Glancing down, she knew that she was tall and skinny. At least compared to her aunt. What if she was ugly? Was her unprepossessing appearance the reason why her aunt could never feel affection for her?
Louisa gulped, trying to hold in the tears that threatened to spill down her cheeks. ‘Then I am to stay home for another four years?’
‘Let me be frank with you, Louisa,’ her aunt said, giving her niece a withering stare. ‘I had hoped that Barnabas could be brought up to scratch before now. But he insists that he is too young to marry yet, and there are his debts that must be repaid. So you’ll have to wait another year or two. Then you will be married. After the ceremony you will be presented to the Queen of England as Barnabas’s wife.’
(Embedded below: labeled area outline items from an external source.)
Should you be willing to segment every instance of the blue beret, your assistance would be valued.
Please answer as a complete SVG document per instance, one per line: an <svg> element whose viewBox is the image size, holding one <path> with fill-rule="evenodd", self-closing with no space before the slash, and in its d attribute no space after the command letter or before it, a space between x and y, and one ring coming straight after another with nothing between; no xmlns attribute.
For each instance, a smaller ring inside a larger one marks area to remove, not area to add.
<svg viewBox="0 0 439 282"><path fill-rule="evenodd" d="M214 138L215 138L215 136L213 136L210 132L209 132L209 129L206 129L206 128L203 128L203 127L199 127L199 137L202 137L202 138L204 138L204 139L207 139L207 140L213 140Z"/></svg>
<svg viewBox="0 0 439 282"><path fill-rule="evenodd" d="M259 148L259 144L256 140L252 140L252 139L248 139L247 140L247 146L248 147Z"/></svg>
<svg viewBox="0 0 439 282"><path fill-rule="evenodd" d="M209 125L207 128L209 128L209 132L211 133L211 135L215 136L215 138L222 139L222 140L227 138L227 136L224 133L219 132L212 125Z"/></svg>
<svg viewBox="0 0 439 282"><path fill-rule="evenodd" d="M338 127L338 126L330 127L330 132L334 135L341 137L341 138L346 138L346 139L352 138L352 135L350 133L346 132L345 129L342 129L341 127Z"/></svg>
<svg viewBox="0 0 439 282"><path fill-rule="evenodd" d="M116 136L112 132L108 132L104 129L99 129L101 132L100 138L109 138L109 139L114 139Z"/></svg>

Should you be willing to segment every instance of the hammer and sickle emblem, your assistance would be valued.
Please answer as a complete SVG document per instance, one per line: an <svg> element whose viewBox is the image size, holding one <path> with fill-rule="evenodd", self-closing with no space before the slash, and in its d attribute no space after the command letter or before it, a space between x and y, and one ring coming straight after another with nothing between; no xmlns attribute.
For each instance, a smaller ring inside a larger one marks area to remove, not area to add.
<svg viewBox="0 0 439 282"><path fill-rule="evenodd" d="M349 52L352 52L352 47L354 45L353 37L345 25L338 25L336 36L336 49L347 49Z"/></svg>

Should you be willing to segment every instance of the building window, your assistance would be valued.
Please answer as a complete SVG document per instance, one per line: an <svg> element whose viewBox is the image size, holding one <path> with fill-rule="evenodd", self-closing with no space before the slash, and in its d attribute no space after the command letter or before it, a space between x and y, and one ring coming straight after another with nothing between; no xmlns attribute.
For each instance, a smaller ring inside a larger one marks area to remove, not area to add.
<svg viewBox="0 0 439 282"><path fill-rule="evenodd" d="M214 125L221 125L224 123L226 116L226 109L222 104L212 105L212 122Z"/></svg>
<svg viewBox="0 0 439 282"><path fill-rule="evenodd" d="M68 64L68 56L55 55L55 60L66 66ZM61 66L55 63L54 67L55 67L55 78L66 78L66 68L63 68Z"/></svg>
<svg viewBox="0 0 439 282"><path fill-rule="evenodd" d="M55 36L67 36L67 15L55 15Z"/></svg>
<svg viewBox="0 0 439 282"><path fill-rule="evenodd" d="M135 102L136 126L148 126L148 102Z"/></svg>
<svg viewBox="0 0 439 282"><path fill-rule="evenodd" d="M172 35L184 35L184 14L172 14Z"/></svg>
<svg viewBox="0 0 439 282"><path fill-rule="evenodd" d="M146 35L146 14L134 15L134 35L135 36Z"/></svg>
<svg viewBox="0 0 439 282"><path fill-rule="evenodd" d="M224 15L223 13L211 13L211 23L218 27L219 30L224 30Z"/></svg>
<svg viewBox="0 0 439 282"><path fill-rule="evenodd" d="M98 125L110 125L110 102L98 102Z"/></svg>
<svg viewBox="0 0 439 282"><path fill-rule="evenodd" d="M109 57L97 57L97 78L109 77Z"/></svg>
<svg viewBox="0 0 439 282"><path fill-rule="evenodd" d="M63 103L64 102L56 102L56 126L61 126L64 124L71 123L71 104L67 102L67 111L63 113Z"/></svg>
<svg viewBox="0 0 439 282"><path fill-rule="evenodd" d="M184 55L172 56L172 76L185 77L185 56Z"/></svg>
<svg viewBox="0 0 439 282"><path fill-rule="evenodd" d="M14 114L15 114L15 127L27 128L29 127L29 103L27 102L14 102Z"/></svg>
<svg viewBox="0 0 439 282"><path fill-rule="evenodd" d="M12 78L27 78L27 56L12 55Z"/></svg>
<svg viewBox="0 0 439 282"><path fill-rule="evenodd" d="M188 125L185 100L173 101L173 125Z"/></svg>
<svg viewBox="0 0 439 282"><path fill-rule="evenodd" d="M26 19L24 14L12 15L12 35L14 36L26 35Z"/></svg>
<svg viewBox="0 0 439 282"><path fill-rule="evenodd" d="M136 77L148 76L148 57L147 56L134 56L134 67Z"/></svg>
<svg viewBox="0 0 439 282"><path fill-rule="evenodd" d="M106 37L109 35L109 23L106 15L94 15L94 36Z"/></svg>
Barnabas was her eldest cousin and heir to the earldom. He was a stocky and sullen young man who was several inches shorter than her. Like his mother, he had a distinguished black mole on his face, but it was on his chin. His only notable accomplishments so far were being sent down from both Eton and Oxford. Barnabas ate too much. Drank too much. Gambled too much. If the maids were to be believed—and Louisa thought they were—he had a lascivious eye and wandering hands. He was five years her senior and the last man in the world she would ever want to marry. Her entire body shivered in revulsion from just thinking of it. She could not be his wife.